L'après-midi, le vent se maintient toujours 25/30 kt ; la mer est agitée. A midi, c'est, comme hier, thon au menu, en salade de riz cette fois. Je retarde un peu ma sieste de l'après-midi : chaque fois, je suis réveillée 20 minutes après parce qu'on a attrapé un poisson ! A 14h30, toujours rien : je vais m'allonger et 30 minutes plus tard, Violette m'appelle : un poisson !! 
Et quel poisson : une belle daurade qui a eu la bonne idée de mordre le leurre de la ligne de traîne et non celui de la canne à pêche : Julien réussira à la remonter en bataillant un peu. D'ailleurs on ne remettra pas la ligne à l'eau : entre les poissons et les bananes, le congélateur est plein !
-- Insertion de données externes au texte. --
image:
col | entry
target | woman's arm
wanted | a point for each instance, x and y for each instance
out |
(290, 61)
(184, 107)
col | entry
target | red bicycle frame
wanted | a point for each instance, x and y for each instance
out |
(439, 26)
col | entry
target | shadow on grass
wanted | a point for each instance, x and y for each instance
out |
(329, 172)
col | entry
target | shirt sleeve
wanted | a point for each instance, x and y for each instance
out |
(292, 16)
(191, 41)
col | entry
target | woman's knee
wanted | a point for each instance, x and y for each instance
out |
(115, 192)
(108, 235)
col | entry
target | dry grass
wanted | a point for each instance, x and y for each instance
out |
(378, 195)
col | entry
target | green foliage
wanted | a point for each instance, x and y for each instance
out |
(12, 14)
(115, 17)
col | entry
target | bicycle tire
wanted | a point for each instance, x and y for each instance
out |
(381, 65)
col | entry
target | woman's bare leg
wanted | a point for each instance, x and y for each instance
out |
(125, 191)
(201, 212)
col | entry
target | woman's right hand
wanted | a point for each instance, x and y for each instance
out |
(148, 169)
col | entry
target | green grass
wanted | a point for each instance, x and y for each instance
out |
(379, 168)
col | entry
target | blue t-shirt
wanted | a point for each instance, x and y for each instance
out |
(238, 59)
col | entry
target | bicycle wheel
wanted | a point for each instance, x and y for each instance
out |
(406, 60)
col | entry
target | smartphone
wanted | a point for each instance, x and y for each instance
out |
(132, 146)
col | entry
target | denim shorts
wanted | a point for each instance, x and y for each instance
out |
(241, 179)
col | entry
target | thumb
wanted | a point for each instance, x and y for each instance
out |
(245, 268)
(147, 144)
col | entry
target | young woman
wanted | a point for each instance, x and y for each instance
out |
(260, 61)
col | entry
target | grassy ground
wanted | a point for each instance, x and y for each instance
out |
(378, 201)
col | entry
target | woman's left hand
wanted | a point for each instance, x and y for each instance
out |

16 h : le poisson est vidé, nettoyé, découpé en filets et Julien finit de nettoyer la jupe : pêcher, c'est aussi ces à-côtés moins séduisants. Sur ce plan là, je ne suis d'aucune aide ; je reste même loin parce que l'odeur de poisson et mon mal de mer ne font pas bon ménage. Heureusement, Julien s'en sort comme un chef et il est heureux : il l'a eue sa daurade !! (Bon, il a quand même grogné parce qu'une vague a balayé la jupe et lui a trempé les baskets)
Côté navigation, on a toujours 2 ris à la GV et un peu de génois roulé.. Nous visons le nord du groupe d'îles, à 45 M. Nous n'allons pas ralentir et essayer de mouiller à l'abri de la première île, de nuit.
18h : le point : environ 160 M parcourus, avec un bord.
La météo n'est pas avec nous : il a fait maussade toute la journée avec de la bruine et on n'a pas vu le soleil ! Nous qui espérions arriver avec une belle lune ... Faute d'y voir assez, nous irons sur un mouillage conseillé par un des guides officieux des Tonga que nous avons récupérés. Mouillage par 10 m de fond, qui s'avèrera rouleur au petit matin. Qu'à cela ne tienne, nous levons l'ancre le matin pour aller faire les formalités.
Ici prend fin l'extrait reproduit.